If Keras is selected on tags, double click on the sequential node, and you will see its structure. It displays a conceptual graph that shows how Keras views your model. This is useful when you are reusing an already saved model and you are interested in validating its structure.

Tensorboard Distribution

This shows the distribution of tensors and it is used for showing the distribution of weights and biases in every epoch- whether they are changing as expected. 

Tensorboard Histograms

This shows the distribution of tensors in histograms and it is used for showing the distribution of weights and biases in every epoch – whether they are changing as expected. 

Exploring confusion matrix evolution on TensorBoard

A confusion matrix is a table-like model output showing model performance, each row showing predicted and columns showing actual values. When building a machine learning model, especially when solving a classification problem, a confusion matrix or an error matrix is a very good tool to use.

Tensorboard can help us log the confusion matrix for every epoch, let’s log the confusion matrix using the `mnist` dataset provided by Keras datasets.

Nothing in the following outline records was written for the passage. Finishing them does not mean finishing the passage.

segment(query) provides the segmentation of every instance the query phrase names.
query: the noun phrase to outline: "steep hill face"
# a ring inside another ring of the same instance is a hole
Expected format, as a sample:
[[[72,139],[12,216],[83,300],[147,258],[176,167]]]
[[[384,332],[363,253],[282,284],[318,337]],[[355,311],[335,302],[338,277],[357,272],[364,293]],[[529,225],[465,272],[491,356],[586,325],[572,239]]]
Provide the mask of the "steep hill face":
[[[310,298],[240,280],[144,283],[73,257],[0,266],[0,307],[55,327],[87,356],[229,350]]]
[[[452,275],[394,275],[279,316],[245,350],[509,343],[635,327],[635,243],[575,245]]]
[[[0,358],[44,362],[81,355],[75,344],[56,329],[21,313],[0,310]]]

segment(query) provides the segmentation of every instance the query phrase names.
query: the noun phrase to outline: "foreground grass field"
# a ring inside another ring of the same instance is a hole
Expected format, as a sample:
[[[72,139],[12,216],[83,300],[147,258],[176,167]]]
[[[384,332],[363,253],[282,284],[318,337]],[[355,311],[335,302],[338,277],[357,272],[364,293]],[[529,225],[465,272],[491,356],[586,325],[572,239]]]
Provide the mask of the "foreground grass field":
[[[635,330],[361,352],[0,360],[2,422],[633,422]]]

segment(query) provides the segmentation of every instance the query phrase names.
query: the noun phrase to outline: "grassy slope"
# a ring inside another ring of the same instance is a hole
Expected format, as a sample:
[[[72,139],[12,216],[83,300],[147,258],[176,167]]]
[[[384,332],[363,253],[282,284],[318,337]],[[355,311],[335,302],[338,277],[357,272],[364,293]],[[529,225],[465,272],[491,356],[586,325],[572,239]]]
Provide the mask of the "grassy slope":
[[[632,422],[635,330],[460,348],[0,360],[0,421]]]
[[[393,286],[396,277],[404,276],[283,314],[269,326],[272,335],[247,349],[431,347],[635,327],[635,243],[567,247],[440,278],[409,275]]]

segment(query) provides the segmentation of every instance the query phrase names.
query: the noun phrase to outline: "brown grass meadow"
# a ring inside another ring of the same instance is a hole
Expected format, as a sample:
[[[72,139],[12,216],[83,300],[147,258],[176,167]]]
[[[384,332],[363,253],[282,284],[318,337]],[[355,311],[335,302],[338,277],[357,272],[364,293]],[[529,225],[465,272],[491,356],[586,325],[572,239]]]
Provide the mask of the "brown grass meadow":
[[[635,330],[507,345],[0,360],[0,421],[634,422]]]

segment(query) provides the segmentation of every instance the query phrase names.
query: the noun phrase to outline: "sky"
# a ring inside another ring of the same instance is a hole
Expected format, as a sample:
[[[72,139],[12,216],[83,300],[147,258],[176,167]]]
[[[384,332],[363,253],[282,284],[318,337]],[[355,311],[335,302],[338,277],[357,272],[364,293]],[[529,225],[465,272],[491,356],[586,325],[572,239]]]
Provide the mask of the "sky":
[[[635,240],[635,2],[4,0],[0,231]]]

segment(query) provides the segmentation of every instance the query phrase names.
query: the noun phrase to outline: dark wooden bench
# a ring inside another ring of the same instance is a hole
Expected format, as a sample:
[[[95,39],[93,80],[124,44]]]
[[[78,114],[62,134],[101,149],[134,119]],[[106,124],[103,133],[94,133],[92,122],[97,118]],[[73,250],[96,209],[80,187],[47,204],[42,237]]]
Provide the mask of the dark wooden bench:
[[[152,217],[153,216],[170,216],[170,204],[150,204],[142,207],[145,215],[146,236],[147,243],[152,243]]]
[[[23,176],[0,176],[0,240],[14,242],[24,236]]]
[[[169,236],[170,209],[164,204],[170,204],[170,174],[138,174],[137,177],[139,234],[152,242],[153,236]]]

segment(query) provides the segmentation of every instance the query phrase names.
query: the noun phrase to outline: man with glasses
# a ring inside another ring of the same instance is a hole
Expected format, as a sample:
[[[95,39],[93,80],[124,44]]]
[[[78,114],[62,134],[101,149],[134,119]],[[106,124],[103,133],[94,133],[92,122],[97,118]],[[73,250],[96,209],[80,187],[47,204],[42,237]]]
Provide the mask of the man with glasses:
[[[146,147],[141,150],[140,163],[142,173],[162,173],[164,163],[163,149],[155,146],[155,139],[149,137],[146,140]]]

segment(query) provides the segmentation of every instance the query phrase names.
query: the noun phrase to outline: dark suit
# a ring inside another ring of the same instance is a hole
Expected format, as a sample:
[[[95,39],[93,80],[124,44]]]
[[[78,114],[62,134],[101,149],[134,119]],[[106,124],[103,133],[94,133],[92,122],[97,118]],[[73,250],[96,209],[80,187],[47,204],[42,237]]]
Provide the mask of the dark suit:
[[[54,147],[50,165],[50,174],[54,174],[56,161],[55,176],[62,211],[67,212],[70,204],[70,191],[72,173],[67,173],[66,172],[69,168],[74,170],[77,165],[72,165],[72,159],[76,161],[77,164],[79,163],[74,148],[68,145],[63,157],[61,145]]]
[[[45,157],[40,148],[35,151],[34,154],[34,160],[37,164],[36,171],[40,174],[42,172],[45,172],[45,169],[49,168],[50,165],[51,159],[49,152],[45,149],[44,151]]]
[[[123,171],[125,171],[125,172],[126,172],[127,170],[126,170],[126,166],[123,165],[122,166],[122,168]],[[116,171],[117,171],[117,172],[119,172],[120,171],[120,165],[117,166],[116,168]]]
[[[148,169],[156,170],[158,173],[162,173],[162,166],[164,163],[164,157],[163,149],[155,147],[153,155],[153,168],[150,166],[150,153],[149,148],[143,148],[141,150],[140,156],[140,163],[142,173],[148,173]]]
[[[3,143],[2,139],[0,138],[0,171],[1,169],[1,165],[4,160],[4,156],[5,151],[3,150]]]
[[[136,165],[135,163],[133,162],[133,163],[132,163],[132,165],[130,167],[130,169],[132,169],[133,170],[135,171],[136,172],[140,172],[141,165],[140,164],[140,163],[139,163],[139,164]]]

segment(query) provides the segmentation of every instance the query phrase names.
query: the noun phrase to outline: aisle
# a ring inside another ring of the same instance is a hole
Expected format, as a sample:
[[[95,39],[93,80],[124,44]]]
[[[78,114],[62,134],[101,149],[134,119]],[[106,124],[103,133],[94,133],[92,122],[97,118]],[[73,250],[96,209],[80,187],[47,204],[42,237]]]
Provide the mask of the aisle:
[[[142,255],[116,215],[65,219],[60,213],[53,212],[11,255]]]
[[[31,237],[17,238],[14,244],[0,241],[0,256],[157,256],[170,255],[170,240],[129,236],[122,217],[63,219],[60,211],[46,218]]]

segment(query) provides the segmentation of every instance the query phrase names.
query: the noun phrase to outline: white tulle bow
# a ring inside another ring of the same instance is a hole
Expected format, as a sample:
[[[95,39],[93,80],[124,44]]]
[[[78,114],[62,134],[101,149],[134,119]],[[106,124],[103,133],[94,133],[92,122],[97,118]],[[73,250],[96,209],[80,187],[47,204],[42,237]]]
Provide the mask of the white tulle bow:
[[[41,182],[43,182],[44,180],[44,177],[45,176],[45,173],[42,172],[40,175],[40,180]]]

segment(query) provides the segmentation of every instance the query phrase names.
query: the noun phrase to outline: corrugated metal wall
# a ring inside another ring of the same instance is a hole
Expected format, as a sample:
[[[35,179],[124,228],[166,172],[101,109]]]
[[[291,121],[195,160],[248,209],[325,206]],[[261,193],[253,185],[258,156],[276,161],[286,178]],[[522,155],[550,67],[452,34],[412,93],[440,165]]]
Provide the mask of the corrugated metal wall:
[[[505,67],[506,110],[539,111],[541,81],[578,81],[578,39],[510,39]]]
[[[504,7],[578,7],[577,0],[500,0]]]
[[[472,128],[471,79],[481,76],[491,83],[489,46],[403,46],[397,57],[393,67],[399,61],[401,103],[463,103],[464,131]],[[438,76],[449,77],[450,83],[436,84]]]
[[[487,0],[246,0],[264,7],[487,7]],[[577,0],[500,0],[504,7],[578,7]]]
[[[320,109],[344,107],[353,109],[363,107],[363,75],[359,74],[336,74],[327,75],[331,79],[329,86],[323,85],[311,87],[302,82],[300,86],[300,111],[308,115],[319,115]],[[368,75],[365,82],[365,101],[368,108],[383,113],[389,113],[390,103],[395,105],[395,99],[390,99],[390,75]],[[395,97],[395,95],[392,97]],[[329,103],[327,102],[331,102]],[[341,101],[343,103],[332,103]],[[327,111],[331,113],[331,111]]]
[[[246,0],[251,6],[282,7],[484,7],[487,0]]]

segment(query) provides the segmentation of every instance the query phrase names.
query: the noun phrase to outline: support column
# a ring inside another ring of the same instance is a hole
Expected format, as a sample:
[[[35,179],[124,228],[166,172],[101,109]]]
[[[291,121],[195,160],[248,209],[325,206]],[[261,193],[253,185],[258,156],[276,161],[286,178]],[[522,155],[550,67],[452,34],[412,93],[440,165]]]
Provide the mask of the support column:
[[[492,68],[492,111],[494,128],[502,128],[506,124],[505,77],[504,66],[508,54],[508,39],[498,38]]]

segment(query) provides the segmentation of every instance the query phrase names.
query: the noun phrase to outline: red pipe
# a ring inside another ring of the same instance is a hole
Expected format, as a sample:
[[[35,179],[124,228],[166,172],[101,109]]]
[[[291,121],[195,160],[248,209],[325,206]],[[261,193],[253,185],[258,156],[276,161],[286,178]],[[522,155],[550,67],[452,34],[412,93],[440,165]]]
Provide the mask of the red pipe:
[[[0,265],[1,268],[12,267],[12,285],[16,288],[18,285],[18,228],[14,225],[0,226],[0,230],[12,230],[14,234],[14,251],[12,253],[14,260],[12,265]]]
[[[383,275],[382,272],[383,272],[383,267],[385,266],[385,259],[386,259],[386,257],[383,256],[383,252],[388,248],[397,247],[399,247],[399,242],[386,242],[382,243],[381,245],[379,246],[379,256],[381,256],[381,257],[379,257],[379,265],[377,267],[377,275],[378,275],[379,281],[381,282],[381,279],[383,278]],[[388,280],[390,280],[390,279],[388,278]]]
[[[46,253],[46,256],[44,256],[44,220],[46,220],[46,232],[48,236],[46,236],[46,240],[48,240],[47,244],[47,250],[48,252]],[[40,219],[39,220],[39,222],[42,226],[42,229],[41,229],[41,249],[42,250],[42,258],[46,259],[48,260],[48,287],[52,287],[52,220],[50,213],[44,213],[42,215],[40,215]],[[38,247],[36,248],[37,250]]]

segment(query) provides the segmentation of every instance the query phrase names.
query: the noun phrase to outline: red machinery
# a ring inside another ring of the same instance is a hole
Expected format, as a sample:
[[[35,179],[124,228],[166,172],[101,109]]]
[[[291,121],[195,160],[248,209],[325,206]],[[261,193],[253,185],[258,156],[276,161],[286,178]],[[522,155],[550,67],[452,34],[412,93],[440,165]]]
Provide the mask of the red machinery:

First, import necessary libraries and dataset

import numpy as np
import pandas as pd
import tensorflow as tf
import datetime
import sklearn

mnist = tf.keras.datasets.mnist

(X_train, y_train), (X_test, y_test) = mnist.load_data()
X_train, X_test = X_train / 255.0, X_test / 255.0

Define class_names

class_names = ['Zero','One','Two','Three','Four','Five','Six','Seven','Eight','Nine']

Let’s create a function taking advantage of `matplotlib` – python visualization library -, to create a plotted graph with a confusion matrix.

import itertools
import matplotlib.pyplot as plt

def plot_confusion_matrix(cm, class_names):
    figure = plt.figure(figsize=(8, 8))
    plt.imshow(cm, interpolation='nearest', cmap=plt.cm.Accent)
    plt.title("Confusion matrix")
    plt.colorbar()
    tick_marks = np.arange(len(class_names))
    plt.xticks(tick_marks, class_names, rotation=45)
    plt.yticks(tick_marks, class_names)

    cm = np.around(cm.astype('float') / cm.sum(axis=1)[:, np.newaxis], decimals=2)
    threshold = cm.max() / 2.

    for i, j in itertools.product(range(cm.shape[0]), range(cm.shape[1])):
        color = "white" if cm[i, j] > threshold else "black"
        plt.text(j, i, cm[i, j], horizontalalignment="center", color=color)

    plt.tight_layout()
    plt.ylabel('True label')
    plt.xlabel('Predicted label')

    return figure

Next, let’s create a logging directory

logdir = "logs/image/"
tensorboard_callback = tf.keras.callbacks.TensorBoard(log_dir = logdir, histogram_freq = 1)
file_writer_cm = tf.summary.create_file_writer(logdir + '/cm')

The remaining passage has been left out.